Toutes ces normes ne s'appliquent pas chez nos concurrents. Même s'il mériterait d'être affiné, j'ai estimé le surcoût lié aux normes à environ 150 euros par tonne.

Ces normes ont leur sens et nous ne les remettons pas en cause, même si, pensées pour la métropole, elles s'appliquent parfois mal à l'outre-mer. Le domaine phytosanitaire est celui pour lequel l'inadéquation normative est la plus importante. On estime aujourd'hui que 30 % des besoins phytosanitaires sont couverts en moyenne pour toutes les cultures d'outre-mer. En métropole, le taux était de 85 % et a été ramené à 80 % récemment. Le différentiel de produits autorisés pour les cultures d'outre-mer est énorme. La banane n'est pas la moins bien pourvue puisque le taux de couverture est de 60 %. Des cultures comme l'ananas ou l'igname ne disposent que d'un seul produit phytosanitaire autorisé. La production d'ananas a ainsi connu une chute vertigineuse en Guadeloupe et en Martinique.

Ces cultures des zones tropicales humides sont touchées par de nombreuses maladies. Si vous ne disposez pas des produits de traitement adaptés, la culture ne peut pas se développer, elle est condamnée.

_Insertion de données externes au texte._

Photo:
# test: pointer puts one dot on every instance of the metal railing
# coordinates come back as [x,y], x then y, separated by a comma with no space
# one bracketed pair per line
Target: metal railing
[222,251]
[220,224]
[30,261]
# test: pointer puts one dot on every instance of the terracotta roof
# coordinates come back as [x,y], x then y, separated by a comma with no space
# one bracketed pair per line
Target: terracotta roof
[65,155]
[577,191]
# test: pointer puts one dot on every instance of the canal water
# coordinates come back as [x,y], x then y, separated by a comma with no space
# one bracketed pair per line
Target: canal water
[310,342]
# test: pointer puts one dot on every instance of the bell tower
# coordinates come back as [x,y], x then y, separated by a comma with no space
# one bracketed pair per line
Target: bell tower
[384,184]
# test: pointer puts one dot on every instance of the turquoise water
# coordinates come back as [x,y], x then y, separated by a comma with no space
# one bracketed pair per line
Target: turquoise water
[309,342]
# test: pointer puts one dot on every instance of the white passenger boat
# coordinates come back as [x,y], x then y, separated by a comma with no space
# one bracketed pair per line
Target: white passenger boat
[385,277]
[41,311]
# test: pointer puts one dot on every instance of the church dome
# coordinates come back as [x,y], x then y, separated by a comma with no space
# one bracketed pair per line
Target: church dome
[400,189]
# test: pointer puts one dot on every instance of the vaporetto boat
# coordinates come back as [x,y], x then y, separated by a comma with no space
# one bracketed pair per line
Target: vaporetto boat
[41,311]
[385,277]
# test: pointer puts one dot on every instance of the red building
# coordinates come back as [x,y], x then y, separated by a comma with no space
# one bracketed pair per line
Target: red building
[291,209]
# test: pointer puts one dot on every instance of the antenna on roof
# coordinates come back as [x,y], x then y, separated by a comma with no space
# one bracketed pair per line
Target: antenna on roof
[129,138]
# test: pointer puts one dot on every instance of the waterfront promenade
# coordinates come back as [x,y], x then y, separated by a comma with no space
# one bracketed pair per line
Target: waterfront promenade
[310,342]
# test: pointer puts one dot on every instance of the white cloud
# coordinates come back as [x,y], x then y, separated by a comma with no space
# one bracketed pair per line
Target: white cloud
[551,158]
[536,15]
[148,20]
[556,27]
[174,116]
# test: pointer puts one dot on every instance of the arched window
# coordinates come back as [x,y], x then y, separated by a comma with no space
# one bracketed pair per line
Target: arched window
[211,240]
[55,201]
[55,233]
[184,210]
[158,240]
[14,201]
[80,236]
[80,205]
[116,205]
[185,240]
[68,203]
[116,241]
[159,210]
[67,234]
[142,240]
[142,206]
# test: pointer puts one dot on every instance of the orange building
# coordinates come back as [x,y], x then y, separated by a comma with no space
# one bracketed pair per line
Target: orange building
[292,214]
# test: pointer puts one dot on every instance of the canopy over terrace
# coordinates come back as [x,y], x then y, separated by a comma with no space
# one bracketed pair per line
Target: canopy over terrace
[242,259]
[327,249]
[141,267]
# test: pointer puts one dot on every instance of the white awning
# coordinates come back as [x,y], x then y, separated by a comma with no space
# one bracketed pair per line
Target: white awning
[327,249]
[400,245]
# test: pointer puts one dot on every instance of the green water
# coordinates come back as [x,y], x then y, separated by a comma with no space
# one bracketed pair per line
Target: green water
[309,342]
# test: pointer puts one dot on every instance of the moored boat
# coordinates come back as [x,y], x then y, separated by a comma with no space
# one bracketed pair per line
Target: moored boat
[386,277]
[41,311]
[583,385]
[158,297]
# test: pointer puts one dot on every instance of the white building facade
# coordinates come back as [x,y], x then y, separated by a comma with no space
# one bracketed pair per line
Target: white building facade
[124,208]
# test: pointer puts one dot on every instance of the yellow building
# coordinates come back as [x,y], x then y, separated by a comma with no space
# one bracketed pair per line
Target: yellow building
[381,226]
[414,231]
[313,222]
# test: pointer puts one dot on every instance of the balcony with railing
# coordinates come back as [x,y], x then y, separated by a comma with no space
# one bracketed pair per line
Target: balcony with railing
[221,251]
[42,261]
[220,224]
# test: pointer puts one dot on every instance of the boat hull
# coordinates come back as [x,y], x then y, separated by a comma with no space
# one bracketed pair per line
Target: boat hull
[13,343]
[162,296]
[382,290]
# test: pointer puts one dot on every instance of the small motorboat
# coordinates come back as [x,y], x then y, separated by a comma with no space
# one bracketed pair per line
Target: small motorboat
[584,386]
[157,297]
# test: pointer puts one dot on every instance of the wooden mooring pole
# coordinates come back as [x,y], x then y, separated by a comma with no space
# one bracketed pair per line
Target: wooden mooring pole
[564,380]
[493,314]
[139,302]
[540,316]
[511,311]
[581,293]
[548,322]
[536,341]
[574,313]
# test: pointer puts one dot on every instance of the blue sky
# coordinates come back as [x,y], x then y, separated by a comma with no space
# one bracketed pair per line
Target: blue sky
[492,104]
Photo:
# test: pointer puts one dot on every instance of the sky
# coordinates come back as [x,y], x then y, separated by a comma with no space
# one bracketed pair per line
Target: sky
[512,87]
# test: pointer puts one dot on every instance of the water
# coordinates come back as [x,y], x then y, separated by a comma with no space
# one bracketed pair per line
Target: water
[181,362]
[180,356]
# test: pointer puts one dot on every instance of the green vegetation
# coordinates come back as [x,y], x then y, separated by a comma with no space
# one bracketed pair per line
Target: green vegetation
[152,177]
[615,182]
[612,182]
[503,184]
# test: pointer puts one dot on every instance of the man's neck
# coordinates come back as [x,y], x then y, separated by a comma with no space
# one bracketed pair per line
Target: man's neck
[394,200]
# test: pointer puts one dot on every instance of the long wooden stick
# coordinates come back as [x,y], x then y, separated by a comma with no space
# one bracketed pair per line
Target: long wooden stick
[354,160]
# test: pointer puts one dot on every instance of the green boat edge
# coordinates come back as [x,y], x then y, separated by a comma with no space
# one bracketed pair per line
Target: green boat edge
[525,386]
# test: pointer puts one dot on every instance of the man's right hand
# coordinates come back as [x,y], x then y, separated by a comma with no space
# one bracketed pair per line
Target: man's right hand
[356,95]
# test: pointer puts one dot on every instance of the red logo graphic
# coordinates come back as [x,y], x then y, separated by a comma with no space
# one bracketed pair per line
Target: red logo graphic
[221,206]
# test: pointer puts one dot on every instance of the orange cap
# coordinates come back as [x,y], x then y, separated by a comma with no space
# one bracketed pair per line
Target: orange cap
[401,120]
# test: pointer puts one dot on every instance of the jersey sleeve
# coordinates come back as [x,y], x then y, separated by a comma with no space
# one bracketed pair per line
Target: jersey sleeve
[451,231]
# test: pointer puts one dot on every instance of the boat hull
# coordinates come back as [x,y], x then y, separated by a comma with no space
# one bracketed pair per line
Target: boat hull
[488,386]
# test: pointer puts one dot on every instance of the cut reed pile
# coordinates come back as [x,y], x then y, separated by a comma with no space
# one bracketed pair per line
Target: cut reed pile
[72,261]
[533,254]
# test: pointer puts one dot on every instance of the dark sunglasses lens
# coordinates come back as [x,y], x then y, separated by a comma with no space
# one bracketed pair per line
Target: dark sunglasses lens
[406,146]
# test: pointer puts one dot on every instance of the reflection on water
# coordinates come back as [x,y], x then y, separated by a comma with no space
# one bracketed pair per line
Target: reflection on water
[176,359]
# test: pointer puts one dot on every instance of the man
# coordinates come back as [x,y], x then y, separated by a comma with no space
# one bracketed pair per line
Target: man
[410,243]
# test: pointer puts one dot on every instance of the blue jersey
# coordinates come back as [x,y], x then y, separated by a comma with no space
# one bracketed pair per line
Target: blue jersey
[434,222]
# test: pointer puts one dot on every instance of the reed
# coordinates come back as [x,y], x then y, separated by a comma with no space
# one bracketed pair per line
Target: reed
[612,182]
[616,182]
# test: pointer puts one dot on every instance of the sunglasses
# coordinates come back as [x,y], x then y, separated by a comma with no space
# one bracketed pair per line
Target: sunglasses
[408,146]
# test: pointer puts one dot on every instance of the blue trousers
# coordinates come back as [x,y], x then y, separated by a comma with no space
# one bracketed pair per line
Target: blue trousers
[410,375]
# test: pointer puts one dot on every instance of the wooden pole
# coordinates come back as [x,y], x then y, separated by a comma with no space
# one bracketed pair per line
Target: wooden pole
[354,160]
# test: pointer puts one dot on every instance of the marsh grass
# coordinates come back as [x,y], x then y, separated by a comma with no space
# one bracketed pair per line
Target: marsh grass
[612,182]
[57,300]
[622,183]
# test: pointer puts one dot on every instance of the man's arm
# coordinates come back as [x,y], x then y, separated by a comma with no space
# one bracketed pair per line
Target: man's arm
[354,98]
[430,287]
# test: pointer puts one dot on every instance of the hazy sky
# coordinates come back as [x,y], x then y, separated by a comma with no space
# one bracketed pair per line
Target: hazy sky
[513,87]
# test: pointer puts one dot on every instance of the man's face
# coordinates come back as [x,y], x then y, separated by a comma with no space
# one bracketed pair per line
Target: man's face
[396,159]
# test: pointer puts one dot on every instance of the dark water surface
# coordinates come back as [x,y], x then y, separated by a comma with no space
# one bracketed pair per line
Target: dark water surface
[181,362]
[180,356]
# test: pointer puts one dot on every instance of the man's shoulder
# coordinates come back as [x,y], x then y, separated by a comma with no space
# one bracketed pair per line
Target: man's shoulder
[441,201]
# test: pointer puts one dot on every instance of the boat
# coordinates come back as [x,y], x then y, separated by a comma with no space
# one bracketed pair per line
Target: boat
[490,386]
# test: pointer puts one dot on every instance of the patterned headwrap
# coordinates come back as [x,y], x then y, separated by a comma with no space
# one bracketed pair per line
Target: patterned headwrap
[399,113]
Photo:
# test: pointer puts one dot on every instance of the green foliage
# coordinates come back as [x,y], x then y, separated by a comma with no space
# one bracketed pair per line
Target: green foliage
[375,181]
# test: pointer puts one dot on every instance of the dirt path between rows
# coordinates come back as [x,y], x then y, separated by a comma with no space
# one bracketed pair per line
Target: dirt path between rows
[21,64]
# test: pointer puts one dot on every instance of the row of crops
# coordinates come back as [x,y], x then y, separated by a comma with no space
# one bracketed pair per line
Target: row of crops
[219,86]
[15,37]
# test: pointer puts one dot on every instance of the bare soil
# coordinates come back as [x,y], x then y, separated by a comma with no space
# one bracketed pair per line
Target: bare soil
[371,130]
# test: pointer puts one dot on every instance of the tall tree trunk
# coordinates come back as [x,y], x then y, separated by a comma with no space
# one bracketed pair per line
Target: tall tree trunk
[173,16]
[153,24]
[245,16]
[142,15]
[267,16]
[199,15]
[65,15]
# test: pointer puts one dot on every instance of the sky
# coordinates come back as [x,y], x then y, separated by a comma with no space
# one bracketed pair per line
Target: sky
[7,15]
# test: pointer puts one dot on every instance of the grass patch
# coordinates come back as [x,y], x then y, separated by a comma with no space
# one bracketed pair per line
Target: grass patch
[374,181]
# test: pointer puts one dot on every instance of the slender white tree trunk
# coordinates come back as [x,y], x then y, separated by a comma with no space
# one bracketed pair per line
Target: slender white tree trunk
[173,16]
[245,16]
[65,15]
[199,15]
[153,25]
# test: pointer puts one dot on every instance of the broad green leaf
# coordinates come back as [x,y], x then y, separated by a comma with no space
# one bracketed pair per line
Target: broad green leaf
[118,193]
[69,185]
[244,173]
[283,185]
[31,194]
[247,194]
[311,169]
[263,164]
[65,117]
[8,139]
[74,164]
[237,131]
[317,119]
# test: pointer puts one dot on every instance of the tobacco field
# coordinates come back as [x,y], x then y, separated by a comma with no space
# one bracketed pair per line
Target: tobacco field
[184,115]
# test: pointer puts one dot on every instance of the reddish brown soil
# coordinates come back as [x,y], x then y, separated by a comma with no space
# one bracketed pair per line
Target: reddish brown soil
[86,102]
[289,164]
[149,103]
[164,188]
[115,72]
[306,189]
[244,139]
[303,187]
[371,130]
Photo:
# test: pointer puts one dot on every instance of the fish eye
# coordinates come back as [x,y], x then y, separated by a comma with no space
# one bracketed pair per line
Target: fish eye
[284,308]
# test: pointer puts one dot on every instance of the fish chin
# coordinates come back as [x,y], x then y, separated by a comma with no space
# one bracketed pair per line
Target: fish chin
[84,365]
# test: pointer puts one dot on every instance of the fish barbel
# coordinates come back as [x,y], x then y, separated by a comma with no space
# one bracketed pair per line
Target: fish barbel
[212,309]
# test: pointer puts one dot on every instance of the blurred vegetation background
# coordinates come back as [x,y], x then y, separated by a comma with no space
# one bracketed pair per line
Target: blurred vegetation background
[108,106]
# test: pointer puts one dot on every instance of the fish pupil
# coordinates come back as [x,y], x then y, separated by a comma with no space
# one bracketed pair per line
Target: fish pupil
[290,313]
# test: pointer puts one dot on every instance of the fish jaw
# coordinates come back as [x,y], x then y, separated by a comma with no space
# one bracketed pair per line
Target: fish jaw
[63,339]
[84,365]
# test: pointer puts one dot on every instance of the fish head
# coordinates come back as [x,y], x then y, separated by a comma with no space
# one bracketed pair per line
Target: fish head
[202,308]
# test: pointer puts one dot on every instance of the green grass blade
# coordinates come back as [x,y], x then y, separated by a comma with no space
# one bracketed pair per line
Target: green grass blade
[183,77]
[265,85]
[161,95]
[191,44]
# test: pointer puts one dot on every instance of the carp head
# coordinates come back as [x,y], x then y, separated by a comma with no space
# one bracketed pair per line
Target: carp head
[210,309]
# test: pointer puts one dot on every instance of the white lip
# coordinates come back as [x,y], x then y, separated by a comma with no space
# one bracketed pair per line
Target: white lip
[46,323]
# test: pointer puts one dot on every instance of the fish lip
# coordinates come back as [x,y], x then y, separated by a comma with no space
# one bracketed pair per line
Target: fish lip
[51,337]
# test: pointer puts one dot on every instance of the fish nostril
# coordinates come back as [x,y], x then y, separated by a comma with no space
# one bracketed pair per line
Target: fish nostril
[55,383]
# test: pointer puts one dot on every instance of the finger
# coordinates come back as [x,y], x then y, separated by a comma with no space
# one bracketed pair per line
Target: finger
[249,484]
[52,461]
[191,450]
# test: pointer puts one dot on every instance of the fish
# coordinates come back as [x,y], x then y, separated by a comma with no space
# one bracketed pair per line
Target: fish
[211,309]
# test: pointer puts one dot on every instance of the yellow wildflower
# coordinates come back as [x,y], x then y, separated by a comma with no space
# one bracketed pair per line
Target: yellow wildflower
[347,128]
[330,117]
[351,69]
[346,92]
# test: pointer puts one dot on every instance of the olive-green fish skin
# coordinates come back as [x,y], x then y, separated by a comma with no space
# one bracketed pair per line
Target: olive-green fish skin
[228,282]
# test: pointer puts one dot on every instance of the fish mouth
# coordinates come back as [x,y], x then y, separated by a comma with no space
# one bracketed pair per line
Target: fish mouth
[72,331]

Pour la banane, nous sommes en limite de possibilité de produire. La maladie principale est la cercosporiose, une maladie des feuilles. Depuis deux ou trois ans, nous réalisons environ sept traitements par an. Le Costa Rica en applique 65, soit un tous les 5 jours, l'Afrique et l'Équateur, une quarantaine. Alors que toutes les bananes du monde sont traitées par épandage aérien, même pour le bio, celui-ci a été arrêté chez nous et remplacé par des traitements terrestres, avec des coûts supplémentaires et un matériel qui devra encore évoluer.

Nos concurrents peuvent utiliser entre 50 et 100 produits autorisés. Ils ont un accès total à tout ce qui existe dans le monde. Nous disposons principalement de deux produits de traitement, issus d'un laboratoire suisse. Ces produits sont homologués pour dix ans puis réévalués. La semaine dernière, la firme nous a annoncé qu'en raison de la complication des procédures résultant de la nouvelle réglementation européenne 1107-2009 et du coût des études nécessaires, elle ne redéposera pas de dossier pour au moins l'un d'entre eux. Devant redéposer des dossiers pour de nombreux autres produits portant sur des grandes cultures françaises ou européennes, il n'y a pas d'équipe disponible pour travailler sur un marché considéré comme mineur. Or, le retrait de ce produit à horizon 2017 mettrait en danger la culture de la banane. Le même phénomène s'est produit pour la canne. À la suite du retrait d'un produit, une chute très importante des rendements avait été observée et seule la réintroduction du produit avait permis d'éviter la catastrophe. La toxicité du produit n'est pas en cause. C'est d'abord un problème économique.